— Переходного куда?
— Учреждение ждут большие перемены. Во-первых, переезд…
— Ах, вот оно что…
— Антон Спиридонович, не спешите с выводами! Я видел помещение — это новое здание, светлое и просторное. Ну и что, что на окраине? Какая детям разница? Город небольшой, прогуляются. Здесь, конечно, историческое место, но уж очень оно… Мрачновато, не находите? Давайте смотреть в будущее позитивно! Раз уж оно неизбежно…
— Неизбежно, значит…
— Папа? — дочь меня хорошо знает, и интонация, с которой я это сказал, ей не понравилась.
— Увы, слишком влиятельные силы в этом заинтересованы, так что примите переезд как свершившийся факт и ищите в этом положительные стороны. Например, реорганизация на этом фоне будет менее травматична.
— Ещё и реорганизация?
— Ну разумеется! Вы, уж простите, Антон Спиридонович, ведёте дела совершенно волюнтаристским образом, с нарушением всех и всяческих норм и предписаний. Да, дети вас любят…
— Может, именно поэтому они его и любят? — спросила Клюся. — Потому что он кладёт на этот миллион правил, которые выдумывают бюрократы, в жизни не видевшие живого ребенка?
— Поймите, девушки, — Эдуард засиял идеальной, эталонной, достойной палаты мер и весов улыбкой. — Так не может продолжаться вечно! Система не может быть завязана на личные качества одного человека! Он полностью игнорирует контроль! Окажись на его месте кто-то менее достойный…
— Например, вы? — прямо заявила Клюся.
— Дорогая Клюся! Меня пока рано оценивать в этом качестве! Я говорю именно об этом — всё должно быть устроено так, чтобы должность и личность не зависели друг от друга! Директор — это административная функция, и, при соблюдении необходимых требований…
— Хотите заменить личность должностью? — спросил я.
— Не я! Не я хочу! Это нормальное общественное требование! Не должно быть незаменимых, на которых всё держится! Даже если им льстит быть таковыми — это неправильно! Потому что однажды их всё равно приходится заменять! Вот как сейчас…
Дочь сильно сжала мой локоть. Это спасло Эдуарда от расходов на пластику лица и, возможно, стоматологическое протезирование.
— Уходите, — сказала ему Клюся. — Прямо сейчас заткнитесь и уходите.
— Вы не правы, это бессмысленно. Я вернусь завтра, но уже в качестве директора!
— Зато, возможно, своими ногами, — угрожающе постучала битой по ладони Клюся.
— Жаль, что вы не настроены на конструктивное сотрудничество, Антон Спиридонович! Очень надеюсь, что ваша позиция изменится. Прошу прощения, что выступил дурным вестником, но уж лучше я, чем кто-то другой. Поверьте, у меня самые лучшие намерения!
И он ушёл, так и не получив по морде. Что, разумеется, правильно, но очень, очень обидно.
— Экий он… Эдуард! — сплюнула Клюся с досадой.

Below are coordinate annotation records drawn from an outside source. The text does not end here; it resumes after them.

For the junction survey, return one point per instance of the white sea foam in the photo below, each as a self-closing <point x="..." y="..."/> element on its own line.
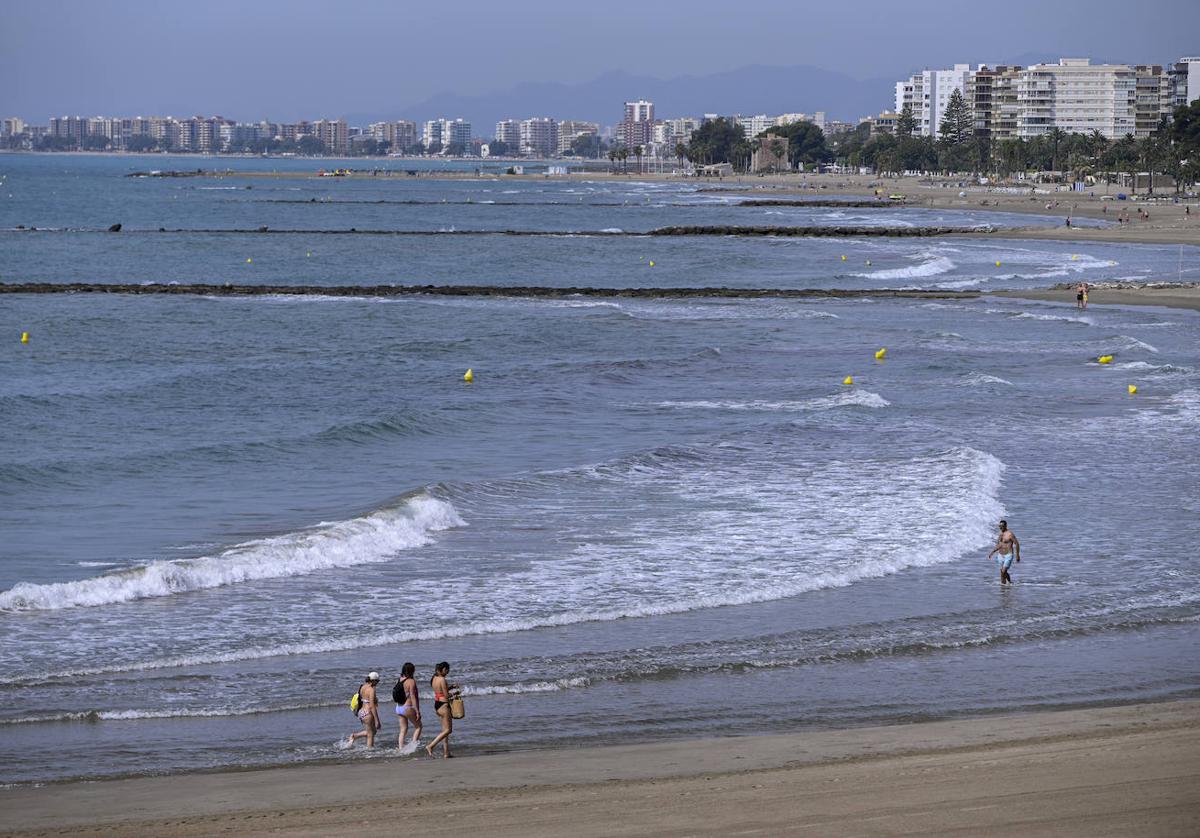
<point x="931" y="264"/>
<point x="1059" y="318"/>
<point x="738" y="545"/>
<point x="377" y="537"/>
<point x="850" y="399"/>
<point x="983" y="379"/>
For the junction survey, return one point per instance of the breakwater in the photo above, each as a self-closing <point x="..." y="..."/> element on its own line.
<point x="543" y="292"/>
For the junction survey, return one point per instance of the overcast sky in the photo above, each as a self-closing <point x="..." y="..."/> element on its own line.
<point x="287" y="59"/>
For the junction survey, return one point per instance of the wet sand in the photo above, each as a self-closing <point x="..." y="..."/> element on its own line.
<point x="1114" y="771"/>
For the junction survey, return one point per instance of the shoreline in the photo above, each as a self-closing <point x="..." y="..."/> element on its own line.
<point x="1104" y="770"/>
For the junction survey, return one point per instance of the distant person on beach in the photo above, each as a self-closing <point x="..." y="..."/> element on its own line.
<point x="1006" y="550"/>
<point x="369" y="710"/>
<point x="442" y="692"/>
<point x="408" y="706"/>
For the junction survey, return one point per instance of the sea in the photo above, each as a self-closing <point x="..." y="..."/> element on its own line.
<point x="645" y="519"/>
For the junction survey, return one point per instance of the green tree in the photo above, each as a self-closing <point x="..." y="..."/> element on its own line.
<point x="714" y="142"/>
<point x="805" y="143"/>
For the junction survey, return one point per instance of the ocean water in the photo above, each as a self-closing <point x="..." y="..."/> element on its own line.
<point x="645" y="519"/>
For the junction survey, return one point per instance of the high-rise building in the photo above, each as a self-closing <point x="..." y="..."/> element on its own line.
<point x="928" y="93"/>
<point x="1152" y="99"/>
<point x="569" y="130"/>
<point x="637" y="126"/>
<point x="432" y="133"/>
<point x="753" y="126"/>
<point x="539" y="137"/>
<point x="334" y="133"/>
<point x="1185" y="77"/>
<point x="508" y="131"/>
<point x="1077" y="96"/>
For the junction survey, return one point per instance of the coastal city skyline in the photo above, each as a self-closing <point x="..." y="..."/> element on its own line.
<point x="1006" y="101"/>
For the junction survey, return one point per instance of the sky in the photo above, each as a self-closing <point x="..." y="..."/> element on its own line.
<point x="292" y="59"/>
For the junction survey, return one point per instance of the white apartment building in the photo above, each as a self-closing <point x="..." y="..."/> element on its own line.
<point x="753" y="126"/>
<point x="569" y="130"/>
<point x="1077" y="96"/>
<point x="1185" y="81"/>
<point x="508" y="131"/>
<point x="928" y="93"/>
<point x="539" y="137"/>
<point x="637" y="126"/>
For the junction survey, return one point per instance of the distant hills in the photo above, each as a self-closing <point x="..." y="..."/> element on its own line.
<point x="748" y="90"/>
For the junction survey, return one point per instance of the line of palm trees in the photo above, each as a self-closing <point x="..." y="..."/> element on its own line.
<point x="622" y="154"/>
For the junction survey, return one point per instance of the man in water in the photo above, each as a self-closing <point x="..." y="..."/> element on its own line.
<point x="1006" y="550"/>
<point x="369" y="711"/>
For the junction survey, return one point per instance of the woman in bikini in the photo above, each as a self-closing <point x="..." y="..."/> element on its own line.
<point x="442" y="692"/>
<point x="408" y="706"/>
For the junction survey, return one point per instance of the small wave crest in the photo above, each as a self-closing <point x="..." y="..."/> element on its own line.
<point x="372" y="538"/>
<point x="853" y="399"/>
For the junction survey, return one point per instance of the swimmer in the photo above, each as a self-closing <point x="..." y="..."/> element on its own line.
<point x="408" y="706"/>
<point x="1006" y="550"/>
<point x="369" y="710"/>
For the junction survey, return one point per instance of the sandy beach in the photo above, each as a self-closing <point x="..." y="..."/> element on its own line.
<point x="1110" y="771"/>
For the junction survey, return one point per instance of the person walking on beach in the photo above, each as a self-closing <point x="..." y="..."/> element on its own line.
<point x="369" y="710"/>
<point x="408" y="706"/>
<point x="1006" y="550"/>
<point x="442" y="692"/>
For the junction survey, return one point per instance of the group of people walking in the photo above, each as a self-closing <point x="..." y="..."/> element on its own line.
<point x="408" y="708"/>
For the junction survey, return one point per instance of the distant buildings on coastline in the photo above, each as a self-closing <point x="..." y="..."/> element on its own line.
<point x="1005" y="102"/>
<point x="1074" y="95"/>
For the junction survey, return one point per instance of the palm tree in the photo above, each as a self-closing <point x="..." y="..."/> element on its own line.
<point x="681" y="153"/>
<point x="1056" y="137"/>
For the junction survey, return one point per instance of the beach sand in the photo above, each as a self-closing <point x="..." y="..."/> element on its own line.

— Хм… А может, он в чём-то и прав… — задумчиво сказала дочь.
— Настёна, не ведись на смазливые личики! Если мужчина выглядит как бог, то молится он только на себя.
— А, то есть, ты заметила, что он симпатичный?
— Слепой бы заметил! Но, Настюха, поверь старшей подруге — к чёрту красавчиков! Вон, на отца своего посмотри!
— Ну спасибо, блин… — покачал головой я. — Ты умеешь поднять самооценку!
— Ой, ещё скажи, что ты ни капельки на него не запала! — ткнула Клюсю пальчиком в поясницу дочь.
— Ничуть! Красавцы — не мой типаж. Я на их фоне невыгодно смотрюсь. Кроме того, я, может быть, ещё не оставила надежду стать твоей мачехой!
Клюся обняла меня, чмокнула в щеку и скривилась.
— Блин, ну ты бы хоть побрился! И душ принял!
— Я только с пробежки. А между мной и душем — очередной Эдуард. Что за жизнь такая? Не разбредайтесь, я скоро. Надо бы всё обсудить.
Я шагнул в гостиную и упёрся во взгляды стоящих плотной группой детей. Здесь, кажется, были все.
***
— Что происходит? — спросила Карина.
Голос её напряжён, взгляд тяжёлый.
— Спокойно, Карин, не заводись.
— Тондоныч, кто этот человек?
— Тондоныч, неужели опять?
— Почему они от нас не отстанут?
— Тихо, ребята, не все сразу. Я всё расскажу, сядьте.
Постепенно все расселись, кроме Карины — она продолжила стоять, сверля меня злыми глазами.